Distinctively, they are cynical, tarnished, obsessive (sexual or otherwise), brooding, menacing, sinister, sardonic, disillusioned, frightened and insecure loners (usually men), struggling to survive and ultimately losing. .
The females in film noir are either of two types - dutiful, reliable, trustworthy and loving women; or femme fatales - mysterious, duplicitous, double-crossing, gorgeous, unloving, predatory, tough-sweet, unreliable, irresponsible, manipulative and desperate women. Usually, the male protagonist in film noir has to inevitably choose (or have the fateful choice made for him) between the women - and invariably he picks the femme fatale who destructively goads him into committing murder or some other crime of passion. .
Film noir films (mostly shot in gloomy grays, blacks and whites) show the dark and inhumane side of human nature with cynicism and doomed love, and they emphasize the brutal, unhealthy, seamy, shadowy, dark and sadistic sides of the human experience.

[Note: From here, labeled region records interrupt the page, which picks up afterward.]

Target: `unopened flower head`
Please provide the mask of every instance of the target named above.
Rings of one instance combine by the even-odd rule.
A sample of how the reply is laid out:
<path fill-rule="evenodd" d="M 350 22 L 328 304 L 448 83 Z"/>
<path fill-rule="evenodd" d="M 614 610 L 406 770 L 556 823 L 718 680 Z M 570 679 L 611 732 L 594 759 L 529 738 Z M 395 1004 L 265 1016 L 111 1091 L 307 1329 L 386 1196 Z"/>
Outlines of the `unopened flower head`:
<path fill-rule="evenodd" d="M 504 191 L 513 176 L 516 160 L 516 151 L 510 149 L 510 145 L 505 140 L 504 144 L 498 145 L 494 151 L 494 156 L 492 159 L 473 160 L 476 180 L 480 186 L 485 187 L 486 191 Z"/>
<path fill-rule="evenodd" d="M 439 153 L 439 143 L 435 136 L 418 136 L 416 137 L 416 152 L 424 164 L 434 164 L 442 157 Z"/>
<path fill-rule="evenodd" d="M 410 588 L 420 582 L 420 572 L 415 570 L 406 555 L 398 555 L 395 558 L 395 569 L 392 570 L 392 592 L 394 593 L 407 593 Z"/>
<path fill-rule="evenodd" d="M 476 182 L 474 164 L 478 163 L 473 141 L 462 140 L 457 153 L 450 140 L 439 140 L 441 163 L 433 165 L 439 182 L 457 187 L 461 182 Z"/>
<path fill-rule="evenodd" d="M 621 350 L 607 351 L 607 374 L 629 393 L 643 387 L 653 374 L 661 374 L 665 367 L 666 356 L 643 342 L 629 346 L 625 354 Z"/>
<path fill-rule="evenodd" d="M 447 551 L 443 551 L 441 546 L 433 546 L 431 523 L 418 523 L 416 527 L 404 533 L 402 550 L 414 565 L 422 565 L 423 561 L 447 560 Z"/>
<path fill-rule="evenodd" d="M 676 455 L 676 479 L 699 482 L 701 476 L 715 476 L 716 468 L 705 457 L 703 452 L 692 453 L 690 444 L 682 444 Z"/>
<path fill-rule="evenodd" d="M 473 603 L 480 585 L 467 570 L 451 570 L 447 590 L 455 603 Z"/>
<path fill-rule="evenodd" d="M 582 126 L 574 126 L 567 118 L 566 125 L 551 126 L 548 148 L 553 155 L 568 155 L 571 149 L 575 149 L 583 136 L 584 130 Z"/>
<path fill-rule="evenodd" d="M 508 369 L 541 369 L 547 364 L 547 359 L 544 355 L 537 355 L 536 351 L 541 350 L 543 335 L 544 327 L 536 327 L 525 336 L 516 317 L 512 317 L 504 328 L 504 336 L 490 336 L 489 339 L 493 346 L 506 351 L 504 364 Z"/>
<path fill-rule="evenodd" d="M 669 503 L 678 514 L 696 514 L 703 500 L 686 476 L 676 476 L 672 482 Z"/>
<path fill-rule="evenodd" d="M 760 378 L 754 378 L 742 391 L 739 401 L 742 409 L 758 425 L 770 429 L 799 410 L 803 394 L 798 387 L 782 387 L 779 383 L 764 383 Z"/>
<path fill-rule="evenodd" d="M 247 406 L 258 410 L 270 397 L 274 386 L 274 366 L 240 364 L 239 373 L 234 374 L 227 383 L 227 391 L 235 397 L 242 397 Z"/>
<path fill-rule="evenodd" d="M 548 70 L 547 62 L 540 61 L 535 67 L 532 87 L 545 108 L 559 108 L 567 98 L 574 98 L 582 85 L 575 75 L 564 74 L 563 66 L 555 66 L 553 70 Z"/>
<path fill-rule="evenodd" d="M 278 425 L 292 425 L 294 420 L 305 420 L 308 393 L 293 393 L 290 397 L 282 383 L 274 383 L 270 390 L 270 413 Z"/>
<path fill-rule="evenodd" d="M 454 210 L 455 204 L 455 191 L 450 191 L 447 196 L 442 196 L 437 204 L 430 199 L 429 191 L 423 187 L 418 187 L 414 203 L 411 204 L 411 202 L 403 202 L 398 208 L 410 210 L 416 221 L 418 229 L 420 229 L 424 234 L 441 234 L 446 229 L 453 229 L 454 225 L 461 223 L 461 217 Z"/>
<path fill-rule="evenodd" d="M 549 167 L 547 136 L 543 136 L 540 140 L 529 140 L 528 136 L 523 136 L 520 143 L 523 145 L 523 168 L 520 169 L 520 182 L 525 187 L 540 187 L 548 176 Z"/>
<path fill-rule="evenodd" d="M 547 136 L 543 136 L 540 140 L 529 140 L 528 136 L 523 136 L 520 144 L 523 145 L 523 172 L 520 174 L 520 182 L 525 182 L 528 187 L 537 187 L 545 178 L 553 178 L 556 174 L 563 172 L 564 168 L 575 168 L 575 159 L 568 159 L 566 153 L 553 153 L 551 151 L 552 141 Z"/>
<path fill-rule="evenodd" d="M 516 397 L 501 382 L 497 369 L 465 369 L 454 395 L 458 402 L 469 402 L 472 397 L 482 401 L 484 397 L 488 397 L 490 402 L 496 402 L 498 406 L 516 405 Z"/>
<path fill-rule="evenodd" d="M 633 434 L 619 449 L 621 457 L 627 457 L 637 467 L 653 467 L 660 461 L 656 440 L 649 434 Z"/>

An oppressive atmosphere of menace, pessimism, anxiety, suspicion that anything can go wrong, dingy realism, futility, fatalism, defeat and entrapment are stylized characteristics of film noir. The protagonists in film noir are normally driven by their past or by human weakness to repeat former mistakes. .
Film noir is marked by expressionistic lighting, disorienting visual schemes and skewed camera angles, circling cigarette smoke, existential sensibilities, and unbalanced compositions. Settings are often interiors with low-key lighting, venetian-blinded windows, and dark and gloomy appearances. Exteriors are often urban night scenes with deep shadows, wet asphalt, rain-slicked or mean streets, flashing neon lights, and low key lighting. Story locations are often in murky and dark streets, dimly-lit apartments and hotel rooms of big cities. [Often-times, war-time scarcities were the reason for the reduced budgets and shadowy, stark sets of B-pictures and film noirs.